Despite the struggles, what keeps you at it?
I do comedy because I don’t think anything else would have made sense in my life. I’ve always said the wrong thing at the wrong time. While I faced a lot of repercussions for this as a kid, it has made me who I am. I grew up in Bhayandar and did a show in south Bombay where I was paid to roast them! I always tell other queers that it’s okay to be the weirdo, because someone will find you really adorable. But my favourite thing about comedy is interacting with people. You do a show in a new city for an hour, but what do you do with the other 23 hours? Fans show up whenever we play in their cities, they even give us gifts and take us around. I have found fans who have become family all over the country. These are people who have fed me and taken care of me, and none of it would have happened if it weren’t for my work. Comedy has given me a commune, and this is all I have.

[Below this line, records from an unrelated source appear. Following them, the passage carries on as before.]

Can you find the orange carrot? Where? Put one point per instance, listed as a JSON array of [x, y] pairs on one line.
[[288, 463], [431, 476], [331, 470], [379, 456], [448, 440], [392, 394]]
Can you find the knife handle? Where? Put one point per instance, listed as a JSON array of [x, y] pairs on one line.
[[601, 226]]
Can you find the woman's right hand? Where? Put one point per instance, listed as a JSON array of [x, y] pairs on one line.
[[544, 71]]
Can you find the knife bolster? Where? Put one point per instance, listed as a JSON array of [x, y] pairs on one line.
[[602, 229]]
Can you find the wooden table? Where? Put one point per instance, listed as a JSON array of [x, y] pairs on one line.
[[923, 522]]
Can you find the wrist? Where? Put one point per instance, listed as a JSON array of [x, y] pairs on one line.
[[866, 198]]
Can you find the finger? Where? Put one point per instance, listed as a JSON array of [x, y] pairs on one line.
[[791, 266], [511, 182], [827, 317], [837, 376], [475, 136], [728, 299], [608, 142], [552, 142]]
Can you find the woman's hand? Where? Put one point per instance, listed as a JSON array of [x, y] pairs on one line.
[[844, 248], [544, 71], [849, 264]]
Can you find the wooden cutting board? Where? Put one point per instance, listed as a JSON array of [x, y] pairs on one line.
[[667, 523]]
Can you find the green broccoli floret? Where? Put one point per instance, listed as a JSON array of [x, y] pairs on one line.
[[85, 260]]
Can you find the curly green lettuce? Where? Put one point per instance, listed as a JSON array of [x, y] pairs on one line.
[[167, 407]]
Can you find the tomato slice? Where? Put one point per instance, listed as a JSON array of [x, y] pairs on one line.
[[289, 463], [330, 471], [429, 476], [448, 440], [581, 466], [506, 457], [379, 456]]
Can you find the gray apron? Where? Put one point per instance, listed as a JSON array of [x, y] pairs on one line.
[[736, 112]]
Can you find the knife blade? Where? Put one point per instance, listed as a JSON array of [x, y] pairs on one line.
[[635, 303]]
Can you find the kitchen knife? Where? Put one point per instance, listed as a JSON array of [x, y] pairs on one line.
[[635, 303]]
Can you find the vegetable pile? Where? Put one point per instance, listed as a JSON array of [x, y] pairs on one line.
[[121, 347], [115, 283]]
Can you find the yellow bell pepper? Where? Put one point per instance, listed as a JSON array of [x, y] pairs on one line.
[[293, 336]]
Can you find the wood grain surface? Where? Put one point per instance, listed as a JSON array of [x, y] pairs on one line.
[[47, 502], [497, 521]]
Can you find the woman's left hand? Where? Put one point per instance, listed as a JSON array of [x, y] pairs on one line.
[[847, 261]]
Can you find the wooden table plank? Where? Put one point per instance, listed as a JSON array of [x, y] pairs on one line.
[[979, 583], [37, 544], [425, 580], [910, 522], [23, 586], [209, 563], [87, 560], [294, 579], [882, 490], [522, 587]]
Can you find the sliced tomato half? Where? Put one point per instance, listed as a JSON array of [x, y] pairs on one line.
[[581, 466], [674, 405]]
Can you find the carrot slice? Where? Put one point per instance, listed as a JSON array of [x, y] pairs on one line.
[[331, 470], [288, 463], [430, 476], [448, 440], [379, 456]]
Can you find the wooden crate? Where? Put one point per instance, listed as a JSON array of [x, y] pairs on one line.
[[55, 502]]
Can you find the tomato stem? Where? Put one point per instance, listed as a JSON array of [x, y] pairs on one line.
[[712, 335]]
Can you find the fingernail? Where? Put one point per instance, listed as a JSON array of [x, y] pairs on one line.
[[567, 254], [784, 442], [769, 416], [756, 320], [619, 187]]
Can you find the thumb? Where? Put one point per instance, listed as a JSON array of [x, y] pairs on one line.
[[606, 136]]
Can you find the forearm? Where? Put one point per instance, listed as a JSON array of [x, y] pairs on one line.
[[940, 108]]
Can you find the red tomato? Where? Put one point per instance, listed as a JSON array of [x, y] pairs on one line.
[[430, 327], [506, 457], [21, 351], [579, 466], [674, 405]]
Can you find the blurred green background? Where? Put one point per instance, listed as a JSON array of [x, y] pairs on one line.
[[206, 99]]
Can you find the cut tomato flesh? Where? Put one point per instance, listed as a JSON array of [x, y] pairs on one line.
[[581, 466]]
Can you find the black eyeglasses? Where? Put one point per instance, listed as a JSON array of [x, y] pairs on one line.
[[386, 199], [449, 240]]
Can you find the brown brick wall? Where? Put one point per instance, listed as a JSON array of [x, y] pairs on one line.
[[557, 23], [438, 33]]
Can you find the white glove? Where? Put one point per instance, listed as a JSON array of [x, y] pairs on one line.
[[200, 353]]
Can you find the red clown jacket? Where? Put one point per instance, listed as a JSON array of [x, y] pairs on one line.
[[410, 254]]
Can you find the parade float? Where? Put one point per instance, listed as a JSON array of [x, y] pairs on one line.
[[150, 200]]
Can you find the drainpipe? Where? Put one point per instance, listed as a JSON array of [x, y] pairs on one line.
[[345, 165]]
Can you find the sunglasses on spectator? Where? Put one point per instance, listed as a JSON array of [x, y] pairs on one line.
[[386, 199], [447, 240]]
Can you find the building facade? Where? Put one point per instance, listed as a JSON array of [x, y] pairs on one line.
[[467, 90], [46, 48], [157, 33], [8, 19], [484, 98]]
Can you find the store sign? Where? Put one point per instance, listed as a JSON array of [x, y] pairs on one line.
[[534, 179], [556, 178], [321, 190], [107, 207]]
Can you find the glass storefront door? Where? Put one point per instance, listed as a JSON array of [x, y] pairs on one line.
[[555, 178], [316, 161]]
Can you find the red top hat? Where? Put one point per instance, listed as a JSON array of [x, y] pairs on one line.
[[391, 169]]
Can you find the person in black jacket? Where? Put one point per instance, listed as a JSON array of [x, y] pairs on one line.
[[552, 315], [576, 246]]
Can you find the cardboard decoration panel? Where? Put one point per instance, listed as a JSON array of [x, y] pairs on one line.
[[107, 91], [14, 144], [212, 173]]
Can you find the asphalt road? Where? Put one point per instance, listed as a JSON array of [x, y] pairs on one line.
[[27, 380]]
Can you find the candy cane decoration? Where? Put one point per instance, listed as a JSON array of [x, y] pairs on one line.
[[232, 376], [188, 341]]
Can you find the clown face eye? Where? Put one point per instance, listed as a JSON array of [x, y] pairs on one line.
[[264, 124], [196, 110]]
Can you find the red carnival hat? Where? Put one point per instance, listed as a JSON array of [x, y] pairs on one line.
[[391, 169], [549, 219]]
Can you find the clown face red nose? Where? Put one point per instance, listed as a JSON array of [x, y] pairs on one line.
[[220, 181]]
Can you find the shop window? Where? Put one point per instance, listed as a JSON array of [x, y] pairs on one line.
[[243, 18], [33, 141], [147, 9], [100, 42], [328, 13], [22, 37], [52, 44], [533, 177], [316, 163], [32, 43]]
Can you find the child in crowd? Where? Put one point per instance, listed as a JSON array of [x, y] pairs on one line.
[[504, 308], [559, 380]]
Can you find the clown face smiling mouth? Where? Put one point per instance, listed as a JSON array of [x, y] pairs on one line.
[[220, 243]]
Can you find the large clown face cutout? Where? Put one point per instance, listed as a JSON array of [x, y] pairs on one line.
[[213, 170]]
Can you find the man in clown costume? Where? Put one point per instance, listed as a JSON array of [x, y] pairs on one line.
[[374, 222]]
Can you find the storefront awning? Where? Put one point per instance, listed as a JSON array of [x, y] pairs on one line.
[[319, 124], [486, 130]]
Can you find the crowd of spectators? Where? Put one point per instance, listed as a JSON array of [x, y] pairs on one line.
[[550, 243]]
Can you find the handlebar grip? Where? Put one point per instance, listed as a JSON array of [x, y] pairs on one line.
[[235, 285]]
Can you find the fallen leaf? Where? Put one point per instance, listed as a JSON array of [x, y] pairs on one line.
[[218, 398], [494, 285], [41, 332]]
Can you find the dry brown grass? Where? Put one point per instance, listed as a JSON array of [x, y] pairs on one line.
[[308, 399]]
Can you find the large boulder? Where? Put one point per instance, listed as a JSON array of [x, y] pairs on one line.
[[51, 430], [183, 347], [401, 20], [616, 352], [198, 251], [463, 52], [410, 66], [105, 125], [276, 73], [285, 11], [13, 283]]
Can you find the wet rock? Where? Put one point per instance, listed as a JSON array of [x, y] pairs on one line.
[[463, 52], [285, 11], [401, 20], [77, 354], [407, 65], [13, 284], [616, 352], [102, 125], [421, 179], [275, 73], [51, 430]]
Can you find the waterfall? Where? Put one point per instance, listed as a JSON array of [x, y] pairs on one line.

Navin Noronha during a performance
Do you see alternative voices becoming the norm in Indian comedy?
I started India’s first queer comedy show virtually in 2020, and now we’re doing stage shows. There are more queer comics and alternate voices in the scene, and that really gives me hope. When I first joined the comedy scene, it was just a bunch of Bandra elites talking about Tinder and girlfriends, and now that narrative has entirely changed. There are so many avenues to explore and we’ve come a long way with people now talking about queerness, disability, casteism and classism. The only thing we need is for the audience to be just as enthusiastic as us, and things will completely change.